In principle, one can try to relate the values of these parameters to other physical quantities characterising the system and, if known, they could be directly substituted inside Eq. 2). In this regard:
- A is related to the baseline value of the fluorescence signal
- B is the proportionality constant between the amount of dextran adsorbed and the fluorescence provided,
- C = rho*vB is the activity of dextran in solution, wherei rho is the number concentration of dextran and
vB the so-called binding volume [Tian et al, 2019].

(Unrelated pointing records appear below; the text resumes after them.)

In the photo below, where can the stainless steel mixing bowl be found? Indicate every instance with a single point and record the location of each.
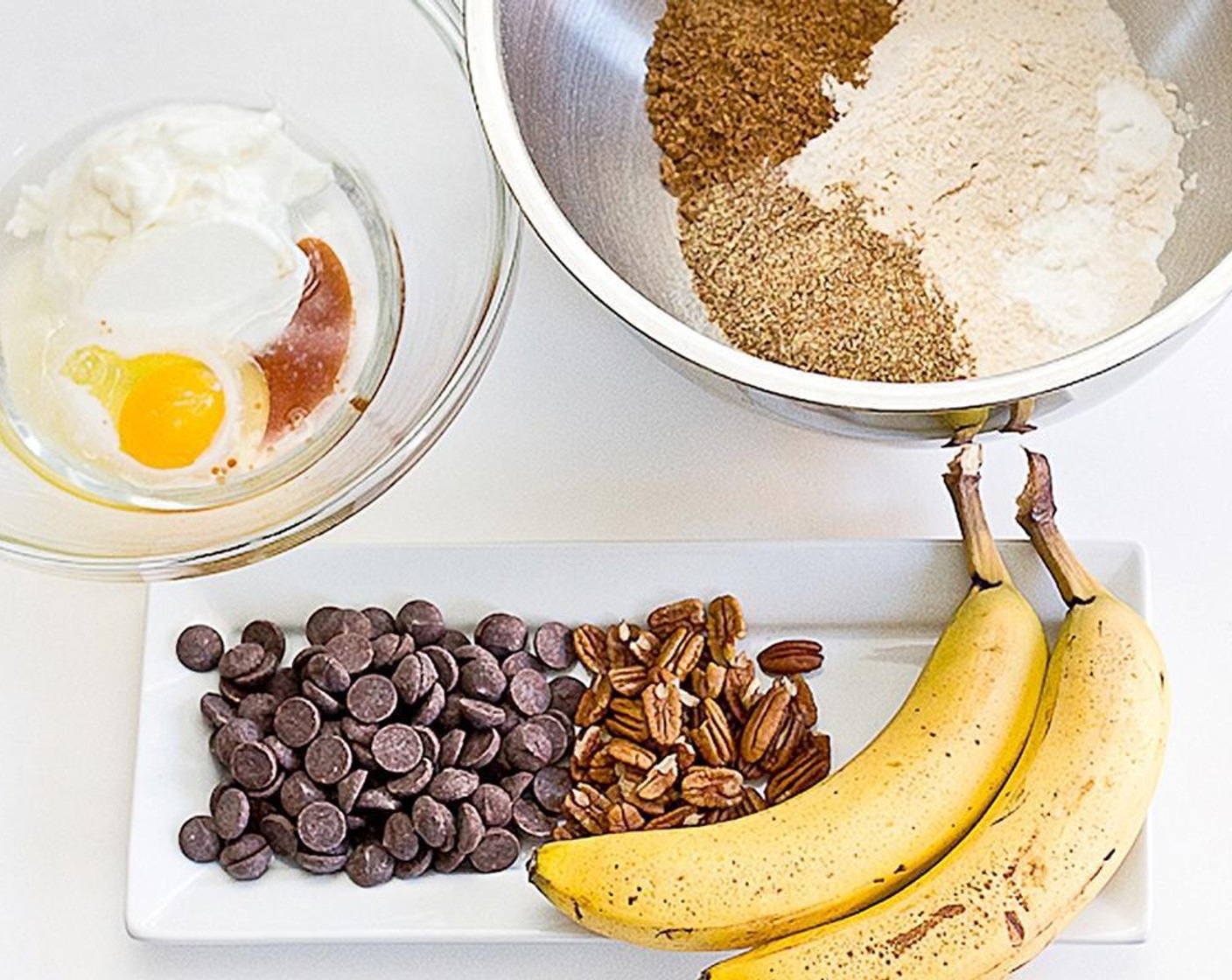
(558, 84)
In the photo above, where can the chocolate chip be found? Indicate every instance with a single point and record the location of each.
(567, 694)
(530, 820)
(423, 620)
(389, 650)
(399, 837)
(515, 784)
(286, 756)
(298, 792)
(528, 747)
(216, 709)
(432, 822)
(380, 620)
(284, 684)
(259, 706)
(480, 748)
(280, 834)
(480, 714)
(413, 781)
(358, 732)
(328, 673)
(200, 648)
(452, 747)
(328, 759)
(232, 733)
(520, 661)
(551, 648)
(528, 692)
(298, 721)
(378, 798)
(416, 867)
(431, 742)
(493, 804)
(320, 826)
(247, 858)
(470, 829)
(372, 698)
(559, 735)
(430, 706)
(444, 666)
(498, 850)
(200, 840)
(500, 633)
(254, 766)
(241, 660)
(482, 677)
(320, 863)
(326, 702)
(268, 635)
(397, 748)
(452, 639)
(414, 677)
(551, 787)
(323, 625)
(349, 789)
(450, 786)
(351, 650)
(370, 864)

- D = KD / N is the ratio of the dissociation constant
of a single bond, expressed in Molar, and
N, the number of adsoprtion sites per cell (so that x / N is the number of IgM per adsorption site).
- E is the number of ligands on a dextran molecule that can form bonds with the receptors on cell’s surface.
Whereas this microscopic interpretation could be useful in extracting additional information, compensation of errors
can make the exact values obtained for the fitting parameters quite sensitive, and thus their exact interpretation should
be done with care. Nevertheless, the general shape of the adsorption curve described by Eq.~1 fits the data rather well and,
together with a geometric construction, can be reliably used to extract the onset of binding, using the following procedure.
First, we find the optimal value for the fitting parameters by performing a numerical fit of the logarithm of the measured signal.
We do this by using a basin-hopping Monte Carlo procedure to find the global optimum, as implemented in the Scipy python library,
with an effective temperature of T=3 and 2000 iterations. The code implemented in this directory is exactly the one used
for fitting and for building the geometrical construction necessary to find the onset is open source and can be directly
downloaded from https://www.github.com/sangioletti/fluorescence_fit.
Second, given the fitted curve, we define the onset of adsorption as the intercept along the x-axis between the intensity baseline
(i.e., the line described by the equation y = A) and a straight line tangent to the fitting curve at the mid-point between the
minimum and maximum intensity value.
In commenting on this procedure, it should be noticed that there is always a degree of arbitrariness in defining the exact value for the onset.
For example, we could have defined it as the the x-value corresponding to the the mid-point of the fluorescence intensity. Notably, however,
all these different definitions will collapse to the same value for a perfect step-function, the only one for which an onset can be
unequivocally defined. In other words, the difference between different definitions becomes smaller the sharper is the increase of the
fluorescence intensity at the onset value. For our measured data, and in general for all systems where a superlinear increase of the
signal arises due to multivalency, we would expect all the different definitions to lead to relatively close values for the measured onset.
A final note is also necessary regarding the fitting procedure: given its stochastic nature, our basin-hopping Monte Carlo scheme will
lead a slightly different result each time. The reported value of the onset is the value found for the best fitting curve obtained within the
different MC runs performed, that is, the curve providing 1the lowest mean square root deviation from the experimental data.